My sister was born the day the World’s Fair opened in New York and my mother wanted to name her June Fair. They lived in a small house that backed up against the fence around the fair grounds. I don’t recall that house. I remember the ceiling above my crib and the window curtains next to my bed.
Patricia Anne was a pretty girl with thick dark brown hair that I envied over my own blonde straight locks. Mine was always cut short, but Mom would brush hers to keep it neat. Although she was four years older, we were close. We shared a room and an old double-bed. She comforted me when I was frightened. Encouraged me. Loved me.
She got really sick when she was fourteen and dropped into a coma. Diabetes was the diagnosis and the family routine changed. We went to the hospital often and Mom cooked healthy food for her, something we all ate since she refused to cook two meals.

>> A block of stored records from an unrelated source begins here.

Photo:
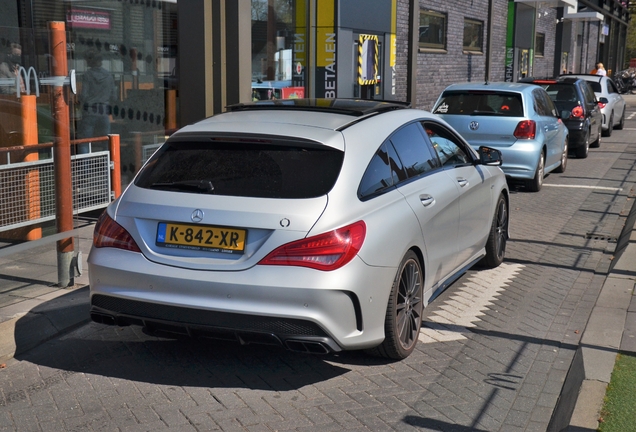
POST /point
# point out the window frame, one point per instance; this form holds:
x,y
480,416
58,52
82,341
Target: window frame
x,y
479,48
461,144
439,47
537,52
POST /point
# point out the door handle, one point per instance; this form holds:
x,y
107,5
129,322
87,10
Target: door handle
x,y
427,200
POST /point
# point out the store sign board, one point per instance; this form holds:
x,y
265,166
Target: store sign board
x,y
82,18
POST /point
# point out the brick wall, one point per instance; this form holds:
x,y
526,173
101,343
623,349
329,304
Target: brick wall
x,y
437,70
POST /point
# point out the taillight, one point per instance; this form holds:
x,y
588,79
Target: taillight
x,y
526,129
109,233
328,251
577,112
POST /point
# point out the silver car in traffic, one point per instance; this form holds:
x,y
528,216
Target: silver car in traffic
x,y
610,100
318,225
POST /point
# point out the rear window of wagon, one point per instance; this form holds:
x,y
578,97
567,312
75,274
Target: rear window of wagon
x,y
477,102
248,167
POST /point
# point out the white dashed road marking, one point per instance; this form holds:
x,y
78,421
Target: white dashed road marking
x,y
585,187
461,311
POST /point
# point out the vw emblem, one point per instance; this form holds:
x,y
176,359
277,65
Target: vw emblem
x,y
197,215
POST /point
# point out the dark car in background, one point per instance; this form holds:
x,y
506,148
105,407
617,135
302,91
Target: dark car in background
x,y
611,102
586,120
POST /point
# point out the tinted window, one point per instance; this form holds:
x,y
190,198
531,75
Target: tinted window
x,y
448,147
382,173
540,105
543,105
237,168
589,94
562,92
480,103
413,150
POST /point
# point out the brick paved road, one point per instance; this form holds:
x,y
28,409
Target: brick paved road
x,y
493,356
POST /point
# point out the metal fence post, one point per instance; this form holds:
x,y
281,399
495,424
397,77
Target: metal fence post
x,y
115,173
62,156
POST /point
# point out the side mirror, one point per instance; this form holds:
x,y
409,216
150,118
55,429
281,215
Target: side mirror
x,y
489,156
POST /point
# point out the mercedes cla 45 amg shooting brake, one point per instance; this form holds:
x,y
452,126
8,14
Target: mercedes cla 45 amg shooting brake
x,y
317,225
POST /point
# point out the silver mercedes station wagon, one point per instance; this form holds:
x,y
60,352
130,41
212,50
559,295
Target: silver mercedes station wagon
x,y
318,225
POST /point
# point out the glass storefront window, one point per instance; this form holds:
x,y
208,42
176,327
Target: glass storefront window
x,y
473,35
124,55
279,49
432,30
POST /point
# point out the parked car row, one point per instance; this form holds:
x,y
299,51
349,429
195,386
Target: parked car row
x,y
535,123
328,225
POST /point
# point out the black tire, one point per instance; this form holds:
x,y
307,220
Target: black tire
x,y
535,184
582,151
621,124
564,159
597,143
496,244
404,311
610,126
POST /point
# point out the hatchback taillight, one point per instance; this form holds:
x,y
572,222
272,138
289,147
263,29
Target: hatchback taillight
x,y
109,233
328,251
578,113
526,129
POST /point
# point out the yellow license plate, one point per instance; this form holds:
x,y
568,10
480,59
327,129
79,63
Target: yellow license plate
x,y
201,237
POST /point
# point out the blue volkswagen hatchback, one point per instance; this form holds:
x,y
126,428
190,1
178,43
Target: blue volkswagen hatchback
x,y
520,120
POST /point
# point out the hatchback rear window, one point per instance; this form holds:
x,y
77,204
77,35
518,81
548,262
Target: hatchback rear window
x,y
262,169
562,92
480,103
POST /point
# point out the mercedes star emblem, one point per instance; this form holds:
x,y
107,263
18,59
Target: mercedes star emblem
x,y
197,215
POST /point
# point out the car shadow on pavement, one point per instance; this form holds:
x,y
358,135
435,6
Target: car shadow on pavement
x,y
131,354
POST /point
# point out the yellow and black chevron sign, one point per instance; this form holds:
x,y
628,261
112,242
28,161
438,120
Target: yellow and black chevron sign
x,y
367,59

Pat married a good man named Robert. She had two boys and adopted a lovely blonde girl before the disease disabled her. Diabetes can be terrible. Her vision failed and she could no longer read the books she loved. Her kidneys failed and she needed dialysis. I would walk her around her yard, describing the flowers she had planted that were a blur.
Loving her family, she held on for five years. They wouldn’t use my kidney for her: I had children of my own to care for. When she went into the hospital that last time, I visited daily. She told me how much she loved her husband. Through all the medical expenses, the illnesses, everything, he always made her feel loved and that she was never a burden. For that alone, Bob deserves a seat in Heaven.
So, Patricia Anne Nadeau died at the age of thirty-five. I woke up screaming at three am and knew she was dead. My sister, my friend.
This is to celebrate her life, not her death.